Poland – the biggest economy in European tech’s fastest-growing region

Having seen record levels of investment and growth in recent years, Central and Eastern Europe is catching the attention of top-tier foreign investors. And as the largest economy in the region, with a strong talent pool and a new generation of successful startups like Booksy, Brainly and Docplanner, Poland is becoming an important European tech ecosystem.

This new report to accompany the launch of the new Poland startup database initiated by PFR, and supported by InnoEnergy Point Nine CapitalSpeedup GroupGoogle for StartupsWolvesSummitMarket One Capital, and Cogito Capital Partners, explores the startups, scaleups, and investment landscape making up the Polish tech ecosystem. The database catalogues over 2,400 Polish startups and scaleups, 90+ investors and 1,600 funding rounds, with Polish startup coverage up 71% in just 6 months thanks to this project.

Report - The Polish and CEE tech ecosystem outlook

Growing fast

Central and Eastern Europe has become the fastest growing tech ecosystem in Europe. Between 2015 and 2019, investment in the region grew 4.3x from 0.3B to $1.8B, more than twice as fast as Western Europe. The region has also now produced eight unicorns, including Vinted and Gitlab, and six billion dollar exits, including Skype and LogMeIn. These success stories are breeding a large pool of talent, skills and capital to be recycled amongst the growing number of rising star startups in the region, fuelling growth.

Poland, the region’s largest economy

In a region of 148 million people, Poland is its largest economy with 30% share of total Central and Eastern European GDP ($1.59T).

Poland has also long been known as home to a pool of great developer talent – the largest in Central and Eastern Europe at 401K, over twice the number of Romania in second place (139K).
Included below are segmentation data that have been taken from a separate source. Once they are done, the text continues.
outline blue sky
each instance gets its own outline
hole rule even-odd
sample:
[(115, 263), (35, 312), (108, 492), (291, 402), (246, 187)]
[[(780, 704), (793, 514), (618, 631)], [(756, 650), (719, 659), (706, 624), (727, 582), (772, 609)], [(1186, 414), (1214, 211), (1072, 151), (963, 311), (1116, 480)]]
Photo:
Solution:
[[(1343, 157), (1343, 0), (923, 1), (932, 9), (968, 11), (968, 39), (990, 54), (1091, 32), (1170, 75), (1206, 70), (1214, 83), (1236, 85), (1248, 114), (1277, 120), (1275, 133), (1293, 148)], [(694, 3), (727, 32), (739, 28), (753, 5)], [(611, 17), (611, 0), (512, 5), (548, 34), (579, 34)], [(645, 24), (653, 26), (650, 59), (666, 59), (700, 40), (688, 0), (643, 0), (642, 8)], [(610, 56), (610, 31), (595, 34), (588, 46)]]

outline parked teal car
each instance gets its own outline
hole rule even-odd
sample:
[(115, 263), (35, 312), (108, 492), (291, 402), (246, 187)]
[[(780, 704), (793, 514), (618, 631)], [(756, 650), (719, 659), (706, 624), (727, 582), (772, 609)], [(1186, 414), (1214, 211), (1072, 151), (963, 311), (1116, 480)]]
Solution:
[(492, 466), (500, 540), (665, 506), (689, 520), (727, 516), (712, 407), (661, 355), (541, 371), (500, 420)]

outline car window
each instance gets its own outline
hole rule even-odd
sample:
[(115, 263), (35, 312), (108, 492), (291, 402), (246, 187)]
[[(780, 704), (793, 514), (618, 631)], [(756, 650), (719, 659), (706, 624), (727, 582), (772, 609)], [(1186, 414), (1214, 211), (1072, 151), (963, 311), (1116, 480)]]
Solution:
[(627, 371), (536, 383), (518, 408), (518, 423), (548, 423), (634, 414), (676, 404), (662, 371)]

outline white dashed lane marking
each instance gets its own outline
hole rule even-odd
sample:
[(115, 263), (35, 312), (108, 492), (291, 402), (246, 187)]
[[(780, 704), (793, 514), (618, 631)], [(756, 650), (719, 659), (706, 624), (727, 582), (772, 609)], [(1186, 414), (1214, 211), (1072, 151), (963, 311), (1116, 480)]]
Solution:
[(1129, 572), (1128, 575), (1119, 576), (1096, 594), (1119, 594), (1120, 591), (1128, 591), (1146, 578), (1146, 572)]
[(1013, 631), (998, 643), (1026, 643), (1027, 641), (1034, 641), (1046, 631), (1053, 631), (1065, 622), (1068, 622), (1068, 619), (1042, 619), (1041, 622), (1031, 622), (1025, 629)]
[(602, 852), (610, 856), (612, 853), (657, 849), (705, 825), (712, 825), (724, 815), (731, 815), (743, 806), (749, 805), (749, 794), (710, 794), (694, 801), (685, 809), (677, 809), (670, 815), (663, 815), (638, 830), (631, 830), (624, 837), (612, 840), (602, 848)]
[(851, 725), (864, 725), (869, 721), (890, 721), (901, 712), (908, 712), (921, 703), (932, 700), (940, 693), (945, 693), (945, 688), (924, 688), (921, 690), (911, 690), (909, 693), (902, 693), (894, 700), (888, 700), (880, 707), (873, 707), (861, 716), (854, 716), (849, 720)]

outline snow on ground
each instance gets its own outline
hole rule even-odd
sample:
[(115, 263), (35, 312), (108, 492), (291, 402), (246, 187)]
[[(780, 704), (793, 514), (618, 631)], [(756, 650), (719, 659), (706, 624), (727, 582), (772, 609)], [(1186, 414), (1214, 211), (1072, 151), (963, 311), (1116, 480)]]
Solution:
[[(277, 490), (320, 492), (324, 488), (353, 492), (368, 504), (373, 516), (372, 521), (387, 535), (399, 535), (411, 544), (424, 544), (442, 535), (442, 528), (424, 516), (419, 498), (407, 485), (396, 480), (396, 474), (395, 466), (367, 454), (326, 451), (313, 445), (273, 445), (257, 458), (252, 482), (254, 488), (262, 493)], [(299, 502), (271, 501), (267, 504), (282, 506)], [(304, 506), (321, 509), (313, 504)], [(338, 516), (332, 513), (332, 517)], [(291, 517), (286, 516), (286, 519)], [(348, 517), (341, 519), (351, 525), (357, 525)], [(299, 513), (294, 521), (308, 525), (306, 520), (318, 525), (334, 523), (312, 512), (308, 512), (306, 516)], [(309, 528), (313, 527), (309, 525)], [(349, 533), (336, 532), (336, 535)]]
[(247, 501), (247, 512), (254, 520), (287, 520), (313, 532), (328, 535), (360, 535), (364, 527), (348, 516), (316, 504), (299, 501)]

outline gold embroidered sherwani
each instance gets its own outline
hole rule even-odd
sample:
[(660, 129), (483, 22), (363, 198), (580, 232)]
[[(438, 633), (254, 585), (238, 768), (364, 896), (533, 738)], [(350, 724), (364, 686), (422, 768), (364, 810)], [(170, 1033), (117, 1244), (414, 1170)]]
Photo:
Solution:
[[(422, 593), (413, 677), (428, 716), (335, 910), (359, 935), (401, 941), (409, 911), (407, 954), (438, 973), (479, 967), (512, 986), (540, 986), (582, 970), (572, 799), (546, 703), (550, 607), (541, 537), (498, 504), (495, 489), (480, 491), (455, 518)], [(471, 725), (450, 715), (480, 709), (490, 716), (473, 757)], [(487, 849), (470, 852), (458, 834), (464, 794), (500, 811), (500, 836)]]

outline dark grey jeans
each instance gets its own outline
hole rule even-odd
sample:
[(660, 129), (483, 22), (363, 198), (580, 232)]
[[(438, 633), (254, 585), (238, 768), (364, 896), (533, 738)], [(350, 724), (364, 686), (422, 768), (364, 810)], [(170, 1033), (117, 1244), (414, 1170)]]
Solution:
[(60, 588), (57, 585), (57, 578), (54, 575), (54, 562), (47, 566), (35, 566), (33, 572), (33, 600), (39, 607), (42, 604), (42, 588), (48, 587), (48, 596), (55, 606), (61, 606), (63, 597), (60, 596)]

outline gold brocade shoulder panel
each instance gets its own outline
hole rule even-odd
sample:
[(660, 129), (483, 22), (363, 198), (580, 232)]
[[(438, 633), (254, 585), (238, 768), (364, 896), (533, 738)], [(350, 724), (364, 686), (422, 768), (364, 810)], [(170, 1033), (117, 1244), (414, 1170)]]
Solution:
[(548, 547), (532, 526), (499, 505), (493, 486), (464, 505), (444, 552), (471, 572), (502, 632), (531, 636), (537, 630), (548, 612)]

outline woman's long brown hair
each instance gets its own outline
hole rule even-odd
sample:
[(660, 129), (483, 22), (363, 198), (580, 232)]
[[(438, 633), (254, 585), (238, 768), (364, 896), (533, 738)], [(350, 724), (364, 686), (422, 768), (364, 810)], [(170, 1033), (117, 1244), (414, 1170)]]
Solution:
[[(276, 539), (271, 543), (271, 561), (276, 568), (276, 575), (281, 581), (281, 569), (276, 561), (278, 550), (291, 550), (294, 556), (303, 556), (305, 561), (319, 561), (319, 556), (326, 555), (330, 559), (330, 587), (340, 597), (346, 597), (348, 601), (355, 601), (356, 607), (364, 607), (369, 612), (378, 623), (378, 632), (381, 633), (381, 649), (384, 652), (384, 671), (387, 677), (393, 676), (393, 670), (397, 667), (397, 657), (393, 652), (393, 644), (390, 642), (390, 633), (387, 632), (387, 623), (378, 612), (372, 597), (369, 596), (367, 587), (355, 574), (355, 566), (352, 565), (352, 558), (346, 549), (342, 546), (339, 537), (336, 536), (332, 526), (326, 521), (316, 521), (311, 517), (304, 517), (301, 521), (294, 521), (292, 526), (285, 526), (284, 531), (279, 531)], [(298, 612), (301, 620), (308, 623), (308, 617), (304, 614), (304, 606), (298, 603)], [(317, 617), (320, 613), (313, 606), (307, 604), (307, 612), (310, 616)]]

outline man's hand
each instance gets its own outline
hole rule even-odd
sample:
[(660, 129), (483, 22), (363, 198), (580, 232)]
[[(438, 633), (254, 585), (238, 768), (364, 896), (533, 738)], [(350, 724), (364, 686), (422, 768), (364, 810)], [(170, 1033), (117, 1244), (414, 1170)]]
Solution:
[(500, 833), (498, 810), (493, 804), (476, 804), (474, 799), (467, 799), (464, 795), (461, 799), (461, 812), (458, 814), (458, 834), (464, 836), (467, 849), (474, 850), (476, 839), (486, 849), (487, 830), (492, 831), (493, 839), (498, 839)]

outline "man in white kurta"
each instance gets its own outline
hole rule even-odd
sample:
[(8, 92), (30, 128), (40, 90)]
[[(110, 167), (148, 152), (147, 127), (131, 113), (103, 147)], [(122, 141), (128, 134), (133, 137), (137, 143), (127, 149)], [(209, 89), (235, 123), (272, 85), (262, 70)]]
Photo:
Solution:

Since 2013, Poland has ranked first in CEE for number of venture capital rounds, 823 compared to Estonia’s 477, and second by total amount raised at 0.9B. More than a third of that investment came in 2019 alone, as Polish startups raised record levels of funding, in what is still an ecosystem in its first phase of development. And it’s not just dominated by big rounds. The average cheque size for pre-Seed-stage investments has almost tripled since 2013.

The investor landscape

Poland is home to at least 97 venture capital funds, and foreign investor appetite is also significantly on the rise. Last year 69% of Polish rounds had involvement from a foreign investor, often top tier VCs from around the world.

PFR Ventures is the largest institutional investor in the CEE region, having launched almost 30 new VCs between 2018 and 2019 which collectively have $1B in dry powder ready to deploy in the Polish market.

With significant exits already under its belt including Fibaro, PizzaPortal and Frisco, and important recent success stories like Booksy, Docplanner and Brainly, Polish tech while still in its infancy has built strong foundations for rapid growth.